Opfer eines Erfüllungszwangs
Der auch durch die Online-Zeitschrift NETzine bekannte Autor Walter Laufenberg modelliert in seinem 345 Seiten starken Werk das Portrait einer Persönlichkeit, die in der Kindheit und Jugend den Ansprüchen des Vaters keineswegs genügte, und lebenslang versucht, der Familie zu beweisen, was er für ein toller und erfolgreicher Künstler sei. Dabei spielt Geld die Hauptrolle. Diese nahezu krankhafte Konzentration auf die Erfüllung des angeblichen Vermächtnisses seines Herrn Papa beflügelt seinen Narzissmus. Hier liegt Laufenbergs Ansatz für den Buchtitel: Die romanhafte Interpretation einer Künstlerpersönlichkeit, die ihr höchstes Glück darin findet, andere in ihrem eigenen Narzissmus zu bestärken, indem er sie porträtiert. In seinem Tagebuch notiert Carl von Imhoff, er wolle probieren, rechtschaffen reich zu werden, »damit ich nach meinem Tod nicht bald vergessen werde«.
Dafür vergisst er seine langjährige Lebensgefährtin Marian, die sich mit Hastings tummelt.

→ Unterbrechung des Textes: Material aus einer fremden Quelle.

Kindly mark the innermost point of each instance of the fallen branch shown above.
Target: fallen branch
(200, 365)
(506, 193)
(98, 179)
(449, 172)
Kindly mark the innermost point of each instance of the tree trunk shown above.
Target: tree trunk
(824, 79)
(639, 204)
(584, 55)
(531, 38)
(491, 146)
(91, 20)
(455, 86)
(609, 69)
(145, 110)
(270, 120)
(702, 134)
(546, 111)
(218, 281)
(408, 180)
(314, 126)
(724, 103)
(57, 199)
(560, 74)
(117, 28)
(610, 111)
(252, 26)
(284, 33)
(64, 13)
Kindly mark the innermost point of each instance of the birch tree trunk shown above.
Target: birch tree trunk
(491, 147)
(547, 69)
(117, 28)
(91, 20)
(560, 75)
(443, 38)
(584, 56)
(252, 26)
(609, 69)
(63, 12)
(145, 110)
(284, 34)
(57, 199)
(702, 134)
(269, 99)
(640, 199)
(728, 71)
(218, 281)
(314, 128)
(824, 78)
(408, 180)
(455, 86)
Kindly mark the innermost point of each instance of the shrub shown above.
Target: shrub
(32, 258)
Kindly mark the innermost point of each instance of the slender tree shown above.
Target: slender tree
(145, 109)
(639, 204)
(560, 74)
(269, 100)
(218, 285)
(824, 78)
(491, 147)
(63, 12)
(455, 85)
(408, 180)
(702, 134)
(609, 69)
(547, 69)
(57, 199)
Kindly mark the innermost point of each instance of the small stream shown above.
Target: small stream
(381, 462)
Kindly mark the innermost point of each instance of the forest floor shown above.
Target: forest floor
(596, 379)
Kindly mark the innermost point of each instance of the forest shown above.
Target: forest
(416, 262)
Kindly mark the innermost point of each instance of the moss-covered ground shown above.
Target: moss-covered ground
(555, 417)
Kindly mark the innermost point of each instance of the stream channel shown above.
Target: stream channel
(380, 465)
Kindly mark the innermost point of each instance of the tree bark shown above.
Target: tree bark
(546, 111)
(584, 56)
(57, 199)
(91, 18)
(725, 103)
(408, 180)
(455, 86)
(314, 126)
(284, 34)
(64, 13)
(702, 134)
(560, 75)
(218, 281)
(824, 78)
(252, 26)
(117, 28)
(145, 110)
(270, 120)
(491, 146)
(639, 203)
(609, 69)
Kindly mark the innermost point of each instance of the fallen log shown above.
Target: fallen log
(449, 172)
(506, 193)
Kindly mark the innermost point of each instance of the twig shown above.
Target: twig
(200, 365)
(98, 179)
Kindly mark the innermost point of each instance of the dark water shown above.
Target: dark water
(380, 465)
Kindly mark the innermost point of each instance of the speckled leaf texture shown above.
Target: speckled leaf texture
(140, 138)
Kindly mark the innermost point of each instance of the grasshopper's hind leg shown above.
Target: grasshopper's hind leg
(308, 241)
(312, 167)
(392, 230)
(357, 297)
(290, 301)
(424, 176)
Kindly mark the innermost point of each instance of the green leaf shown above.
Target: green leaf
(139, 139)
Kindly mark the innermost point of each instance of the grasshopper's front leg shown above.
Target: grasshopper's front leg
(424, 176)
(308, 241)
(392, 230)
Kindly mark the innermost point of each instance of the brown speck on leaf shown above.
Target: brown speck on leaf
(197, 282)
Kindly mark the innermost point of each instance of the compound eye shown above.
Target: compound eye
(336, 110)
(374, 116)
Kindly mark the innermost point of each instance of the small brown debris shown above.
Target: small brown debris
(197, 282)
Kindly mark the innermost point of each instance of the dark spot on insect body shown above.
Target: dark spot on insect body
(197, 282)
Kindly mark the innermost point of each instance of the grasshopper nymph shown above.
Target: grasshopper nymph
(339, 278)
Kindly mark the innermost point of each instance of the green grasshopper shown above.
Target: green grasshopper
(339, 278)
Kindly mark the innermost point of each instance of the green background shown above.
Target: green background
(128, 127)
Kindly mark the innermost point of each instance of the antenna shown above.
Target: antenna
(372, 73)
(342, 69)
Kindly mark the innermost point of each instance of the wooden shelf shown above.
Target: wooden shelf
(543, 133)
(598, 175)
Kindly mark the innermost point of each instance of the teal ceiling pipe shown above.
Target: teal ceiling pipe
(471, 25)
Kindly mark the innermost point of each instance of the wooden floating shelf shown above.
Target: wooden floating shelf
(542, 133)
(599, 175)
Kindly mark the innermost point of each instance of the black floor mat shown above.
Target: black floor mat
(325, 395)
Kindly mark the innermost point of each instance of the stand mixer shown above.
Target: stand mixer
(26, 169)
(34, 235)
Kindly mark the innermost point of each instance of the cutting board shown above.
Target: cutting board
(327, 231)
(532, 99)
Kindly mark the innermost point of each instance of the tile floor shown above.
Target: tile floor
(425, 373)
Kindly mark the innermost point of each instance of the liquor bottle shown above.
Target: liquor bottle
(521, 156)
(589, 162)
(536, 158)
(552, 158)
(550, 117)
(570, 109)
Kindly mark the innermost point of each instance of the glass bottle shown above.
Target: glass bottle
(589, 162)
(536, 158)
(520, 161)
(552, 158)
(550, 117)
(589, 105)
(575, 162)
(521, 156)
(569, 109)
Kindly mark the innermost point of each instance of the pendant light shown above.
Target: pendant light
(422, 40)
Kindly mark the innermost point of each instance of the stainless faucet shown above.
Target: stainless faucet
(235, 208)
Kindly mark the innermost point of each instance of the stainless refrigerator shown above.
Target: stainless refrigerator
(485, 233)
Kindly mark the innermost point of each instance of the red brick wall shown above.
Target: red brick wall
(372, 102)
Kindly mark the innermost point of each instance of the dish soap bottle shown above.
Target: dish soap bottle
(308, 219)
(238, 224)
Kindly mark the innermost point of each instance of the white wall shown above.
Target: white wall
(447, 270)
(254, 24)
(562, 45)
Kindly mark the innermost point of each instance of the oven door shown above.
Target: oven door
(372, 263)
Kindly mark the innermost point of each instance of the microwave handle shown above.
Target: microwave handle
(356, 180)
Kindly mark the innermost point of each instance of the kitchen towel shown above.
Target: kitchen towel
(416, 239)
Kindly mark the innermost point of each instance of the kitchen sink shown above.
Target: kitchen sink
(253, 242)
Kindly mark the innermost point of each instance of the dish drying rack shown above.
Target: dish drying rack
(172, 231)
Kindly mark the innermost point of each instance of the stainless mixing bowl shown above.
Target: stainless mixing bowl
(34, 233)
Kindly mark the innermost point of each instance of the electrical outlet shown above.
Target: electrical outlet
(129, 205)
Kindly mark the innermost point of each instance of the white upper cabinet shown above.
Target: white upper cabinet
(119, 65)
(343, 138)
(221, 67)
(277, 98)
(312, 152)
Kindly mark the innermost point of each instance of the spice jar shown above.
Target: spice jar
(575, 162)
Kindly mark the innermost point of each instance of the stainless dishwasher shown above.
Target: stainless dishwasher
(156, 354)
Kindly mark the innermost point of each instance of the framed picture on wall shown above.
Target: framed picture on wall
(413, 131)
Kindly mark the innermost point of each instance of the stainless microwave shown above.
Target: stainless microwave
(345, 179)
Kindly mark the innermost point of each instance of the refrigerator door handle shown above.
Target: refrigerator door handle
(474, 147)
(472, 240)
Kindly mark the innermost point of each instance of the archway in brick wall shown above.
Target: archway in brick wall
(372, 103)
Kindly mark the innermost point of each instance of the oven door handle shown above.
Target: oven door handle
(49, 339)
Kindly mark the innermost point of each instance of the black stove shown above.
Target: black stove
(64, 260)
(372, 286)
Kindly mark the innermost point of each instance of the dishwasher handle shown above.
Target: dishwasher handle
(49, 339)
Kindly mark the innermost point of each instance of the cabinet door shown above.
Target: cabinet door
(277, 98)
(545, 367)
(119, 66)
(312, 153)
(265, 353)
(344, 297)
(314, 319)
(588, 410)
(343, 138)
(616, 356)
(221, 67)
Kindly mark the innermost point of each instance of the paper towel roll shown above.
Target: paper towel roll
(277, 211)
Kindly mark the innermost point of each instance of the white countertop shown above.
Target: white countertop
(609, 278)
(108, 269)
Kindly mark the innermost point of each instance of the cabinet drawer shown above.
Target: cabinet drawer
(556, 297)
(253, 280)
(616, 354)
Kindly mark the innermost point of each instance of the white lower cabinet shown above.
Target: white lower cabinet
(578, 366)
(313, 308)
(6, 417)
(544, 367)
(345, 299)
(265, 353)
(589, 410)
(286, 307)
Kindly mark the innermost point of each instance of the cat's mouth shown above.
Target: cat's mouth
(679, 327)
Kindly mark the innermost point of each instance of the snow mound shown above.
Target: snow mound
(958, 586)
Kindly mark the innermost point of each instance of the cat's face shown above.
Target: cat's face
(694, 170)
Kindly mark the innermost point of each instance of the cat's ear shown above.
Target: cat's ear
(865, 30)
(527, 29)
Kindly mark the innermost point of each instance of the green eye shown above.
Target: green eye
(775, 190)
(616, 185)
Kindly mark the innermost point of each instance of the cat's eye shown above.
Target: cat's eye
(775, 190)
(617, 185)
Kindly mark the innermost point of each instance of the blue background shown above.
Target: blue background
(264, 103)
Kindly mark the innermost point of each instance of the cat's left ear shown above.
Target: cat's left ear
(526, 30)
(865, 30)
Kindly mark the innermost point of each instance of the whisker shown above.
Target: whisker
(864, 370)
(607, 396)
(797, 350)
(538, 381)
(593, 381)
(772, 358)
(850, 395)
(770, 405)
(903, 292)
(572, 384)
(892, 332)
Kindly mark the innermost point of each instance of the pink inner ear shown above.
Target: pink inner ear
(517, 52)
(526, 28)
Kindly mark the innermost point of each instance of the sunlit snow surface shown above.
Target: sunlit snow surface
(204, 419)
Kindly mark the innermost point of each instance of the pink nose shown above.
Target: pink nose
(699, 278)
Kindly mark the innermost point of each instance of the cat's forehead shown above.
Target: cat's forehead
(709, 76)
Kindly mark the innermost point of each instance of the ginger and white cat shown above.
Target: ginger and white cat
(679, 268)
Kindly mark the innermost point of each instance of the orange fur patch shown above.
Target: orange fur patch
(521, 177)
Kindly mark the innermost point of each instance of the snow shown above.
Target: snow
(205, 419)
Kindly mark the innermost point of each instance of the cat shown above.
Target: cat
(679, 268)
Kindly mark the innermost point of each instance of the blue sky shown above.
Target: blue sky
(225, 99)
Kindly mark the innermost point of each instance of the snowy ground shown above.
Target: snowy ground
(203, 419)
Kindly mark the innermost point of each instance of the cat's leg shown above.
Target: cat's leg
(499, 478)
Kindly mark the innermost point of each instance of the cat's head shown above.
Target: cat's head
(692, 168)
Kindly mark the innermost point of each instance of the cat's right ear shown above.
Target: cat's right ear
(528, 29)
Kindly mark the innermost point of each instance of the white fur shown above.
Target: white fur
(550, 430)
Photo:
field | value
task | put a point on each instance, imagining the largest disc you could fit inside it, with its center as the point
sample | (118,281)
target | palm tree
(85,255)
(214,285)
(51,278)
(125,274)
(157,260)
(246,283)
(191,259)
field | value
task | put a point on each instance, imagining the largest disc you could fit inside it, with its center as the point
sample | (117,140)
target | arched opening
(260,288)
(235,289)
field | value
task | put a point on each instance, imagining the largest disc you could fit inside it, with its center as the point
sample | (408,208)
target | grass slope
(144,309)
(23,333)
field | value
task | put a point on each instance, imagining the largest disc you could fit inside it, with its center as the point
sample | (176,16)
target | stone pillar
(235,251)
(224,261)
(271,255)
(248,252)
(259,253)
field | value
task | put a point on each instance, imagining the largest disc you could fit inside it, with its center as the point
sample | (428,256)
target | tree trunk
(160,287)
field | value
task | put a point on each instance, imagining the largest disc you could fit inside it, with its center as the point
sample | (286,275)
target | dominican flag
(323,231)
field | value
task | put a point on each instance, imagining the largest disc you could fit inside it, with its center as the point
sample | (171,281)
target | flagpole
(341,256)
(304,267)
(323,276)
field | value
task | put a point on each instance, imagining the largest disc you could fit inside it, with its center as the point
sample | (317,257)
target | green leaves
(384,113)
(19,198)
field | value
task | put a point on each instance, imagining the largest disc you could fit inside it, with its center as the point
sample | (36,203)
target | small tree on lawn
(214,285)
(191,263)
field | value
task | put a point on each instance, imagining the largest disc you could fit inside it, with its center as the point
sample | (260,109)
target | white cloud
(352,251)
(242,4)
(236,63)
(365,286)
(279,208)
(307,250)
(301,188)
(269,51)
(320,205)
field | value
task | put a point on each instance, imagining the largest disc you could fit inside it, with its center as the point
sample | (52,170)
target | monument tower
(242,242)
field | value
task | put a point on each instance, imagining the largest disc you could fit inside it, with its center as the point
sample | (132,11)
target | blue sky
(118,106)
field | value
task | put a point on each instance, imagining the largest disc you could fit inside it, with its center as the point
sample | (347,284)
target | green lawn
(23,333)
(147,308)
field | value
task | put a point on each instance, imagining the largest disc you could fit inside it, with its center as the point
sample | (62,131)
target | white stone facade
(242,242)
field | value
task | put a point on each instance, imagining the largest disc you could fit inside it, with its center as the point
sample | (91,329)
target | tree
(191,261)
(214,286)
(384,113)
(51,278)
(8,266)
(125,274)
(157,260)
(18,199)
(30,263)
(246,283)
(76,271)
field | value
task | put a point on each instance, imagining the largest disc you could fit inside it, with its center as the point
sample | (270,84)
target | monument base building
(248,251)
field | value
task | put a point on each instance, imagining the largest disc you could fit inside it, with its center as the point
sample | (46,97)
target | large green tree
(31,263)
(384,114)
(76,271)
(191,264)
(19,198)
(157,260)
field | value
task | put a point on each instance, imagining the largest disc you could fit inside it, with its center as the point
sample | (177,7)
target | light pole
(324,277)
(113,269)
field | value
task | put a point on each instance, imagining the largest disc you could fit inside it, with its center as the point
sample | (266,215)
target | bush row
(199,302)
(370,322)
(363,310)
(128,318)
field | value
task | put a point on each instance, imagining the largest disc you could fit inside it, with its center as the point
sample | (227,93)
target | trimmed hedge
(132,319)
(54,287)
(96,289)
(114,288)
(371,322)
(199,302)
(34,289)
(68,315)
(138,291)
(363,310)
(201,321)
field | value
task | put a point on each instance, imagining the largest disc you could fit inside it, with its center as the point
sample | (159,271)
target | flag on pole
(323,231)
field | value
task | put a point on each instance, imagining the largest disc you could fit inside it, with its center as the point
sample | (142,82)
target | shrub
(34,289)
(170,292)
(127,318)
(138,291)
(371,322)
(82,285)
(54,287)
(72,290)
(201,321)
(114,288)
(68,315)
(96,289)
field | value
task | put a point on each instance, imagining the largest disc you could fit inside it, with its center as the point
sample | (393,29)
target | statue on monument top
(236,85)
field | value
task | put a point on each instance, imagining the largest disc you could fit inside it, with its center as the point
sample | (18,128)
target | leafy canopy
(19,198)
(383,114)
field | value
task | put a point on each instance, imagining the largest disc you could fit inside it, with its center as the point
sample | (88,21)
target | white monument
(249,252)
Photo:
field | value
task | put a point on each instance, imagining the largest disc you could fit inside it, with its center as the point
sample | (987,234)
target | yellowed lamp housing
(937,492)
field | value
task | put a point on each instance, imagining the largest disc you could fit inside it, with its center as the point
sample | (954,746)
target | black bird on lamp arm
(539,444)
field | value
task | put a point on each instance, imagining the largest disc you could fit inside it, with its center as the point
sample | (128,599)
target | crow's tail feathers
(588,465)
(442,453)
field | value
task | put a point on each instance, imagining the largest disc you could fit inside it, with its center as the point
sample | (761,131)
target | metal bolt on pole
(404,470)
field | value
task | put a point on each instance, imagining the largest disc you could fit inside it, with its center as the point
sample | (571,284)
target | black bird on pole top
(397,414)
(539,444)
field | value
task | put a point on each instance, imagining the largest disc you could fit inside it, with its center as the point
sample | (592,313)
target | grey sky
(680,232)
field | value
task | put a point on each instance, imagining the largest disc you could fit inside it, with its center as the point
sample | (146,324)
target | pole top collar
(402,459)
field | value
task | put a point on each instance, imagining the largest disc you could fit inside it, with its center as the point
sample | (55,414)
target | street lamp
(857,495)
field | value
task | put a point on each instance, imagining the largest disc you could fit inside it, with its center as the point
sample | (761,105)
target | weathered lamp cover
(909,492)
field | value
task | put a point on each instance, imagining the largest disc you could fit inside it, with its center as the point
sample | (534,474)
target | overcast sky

Allein reist er zurück nach London und von dort ins Vaterhaus, den Gutshof Mörlach. Aus dem Gebäude soll eine prächtige Schlossanlage mit einem weitläufigen Park entstehen, ein weithin sichtbarer Beweis für seinen Erfolg. Er hat vielen Menschen mit einem Miniaturporträt zur Unsterblichkeit verholfen, nun will er selbst unsterblich werden. Der neue Hausherr wirkt wie ein Besucher von einem anderen Stern, der über unermesslichen Reichtum verfügt. Er befehligt eine große Schar von Bauarbeitern, hält sich acht Kutschpferde, einen Kutscher, einen Vorreiter sowie einen Jäger, eine Köchin und zwei Hausmägde. Dazu kommen drei aus Indien mitgebrachte »Mohren«
Es kommt wie es kommen muss. Bald geht ihm das Geld aus und Marian läßt ihm auf seine Bettelbriefe mitteilen, dass sie nicht beabsichtige, Kalkutta zu verlassen und ihm sein Vermögen auszuhändigen. Damit ist das große Geld verloren: Christoph angehäuftes Vermögen, dass Marian aus Indien mitbringen sollte. Er setzt alles auf eine Karte und lädt zu einer großen Neujahrsfeier. Beim zeremoniellen Pas de deux blickt in die dunklen Augen einer jungen Frau und verliebt sich. Die junge Tanzpartnerin hieß Luise Franziska Sophie von Schardt. Er betrachtet sie mit ihren zwanzig Jahren als Jungbrunnen. Bereits einen Monat später feiern sie Hochzeit.
Als sie bemerkt, dass ihr frisch Angetrauter bereits ihre gesamte Mitgift ausgegeben hat für sein Schulden und Pläne, verlässt sie ihn. Nun rettet ihn auch ein Kontakt zu Geheimrat von Goethe nicht vor dem Untergang.
»Narziss und das Glück im Bild« von Walter Laufenberg ist eine packende Romanbiografie, wie man sie leider selten findet. Der Autor brilliert durch feinsinne Einsicht in die agierenden Charaktere, durch ausführliche Recherche, sprachlichen Reichtum sowie eine philosophische Tiefe, die nur ein langes und erfülltes Leben mit sich bringen kann. Laufenberg schildert das Leben des Porträtmalers Carl von Imhoff als fesselnden Roman, von dem man sich durch das selbstgebastelt wirkende Cover keinesfalls abschrecken lassen darf.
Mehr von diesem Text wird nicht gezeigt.